Brenda met her first love when she was 12. Butch was 13. During those innocent first days, they teased and frolicked under the lazy Georgia sky, holding hands, long looks, smiles. Butch’s father, wealthy man that he was, made light of it. “I was part of a community who came to work on his large farm. [The crush] was okay. He thought it was cute.” After the harvest, years passed without them seeing one another, but they exchanged occasional phone conversations–nothing too heavy, just shooting the breeze. But when they came of age–that time when one touch and a certain look can spark something that often can’t be stopped. Passion grew from anticipation, the wait until they could see each other again, perhaps after they finished the day at their separate, segregated schools. After all, it was the 1960’s. Brenda, 16 at the time, was (is) black. Butch, 17 then, was (is) white. A scandalous mix, yet, they dared. “It was the first time I ever felt love stirring in me. When I looked into that boy’s greens eyes, I fell in love, and he loved me too.”
Butch’s father, once patronizing of their childhood crush, now demanded a stop to it. Meeting, kissing, loving was forbidden, so they conspired to meet in secret with help from Oscar, a black farm worker who smuggled her onto the property. “I still remember what I wore the fist time I was alone with him again.” Green mini skirt with pretty white flowers, Roman-style sandals.

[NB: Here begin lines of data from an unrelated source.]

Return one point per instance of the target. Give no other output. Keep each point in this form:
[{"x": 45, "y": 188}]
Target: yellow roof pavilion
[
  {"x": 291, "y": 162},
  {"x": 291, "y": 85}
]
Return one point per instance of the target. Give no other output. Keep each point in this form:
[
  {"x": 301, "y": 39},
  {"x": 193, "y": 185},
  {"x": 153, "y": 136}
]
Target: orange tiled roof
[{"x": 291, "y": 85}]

Making love for the first time remains a vivid memory, even after 46 years. Following a few more secret meetings, she became pregnant. They plotted to run away together, somewhere…where? There was no place to go. Brenda’s mother, so afraid of her daughter being harmed, arranged for her to quickly marry a black man, putting an end to Butch’s foolhardy scheme for escape. The forced marriage, then, the miscarriage. Three years later, the divorce. But the timing would never come again for her and Butch. So in the 1970’s, she’d marry again, to a blond-haired hippy who gave her the Scribner name. Sadly that relationship would also end in divorce.
Brenda has never had a preference for any other race except Caucasian, even when it was hard, even when it didn’t work out, even when it could get her killed. “I used to wonder why God would give me this preference, but I know in my heart it’s because he knew I could handle it–even in South Georgia in the 1960’s.”
For me, this touching story highlights that for some, dating outside their race isn’t a Plan B. Yet, much of what we say and hear these days is “well, black men didn’t want me so I went with so and so.” I’m just wondering out loud–how many of us in interracial relationships are in it not because it was a second choice, but the only choice?
How many out there have only ever wanted one type of man of one type of race? Is there something wrong with that?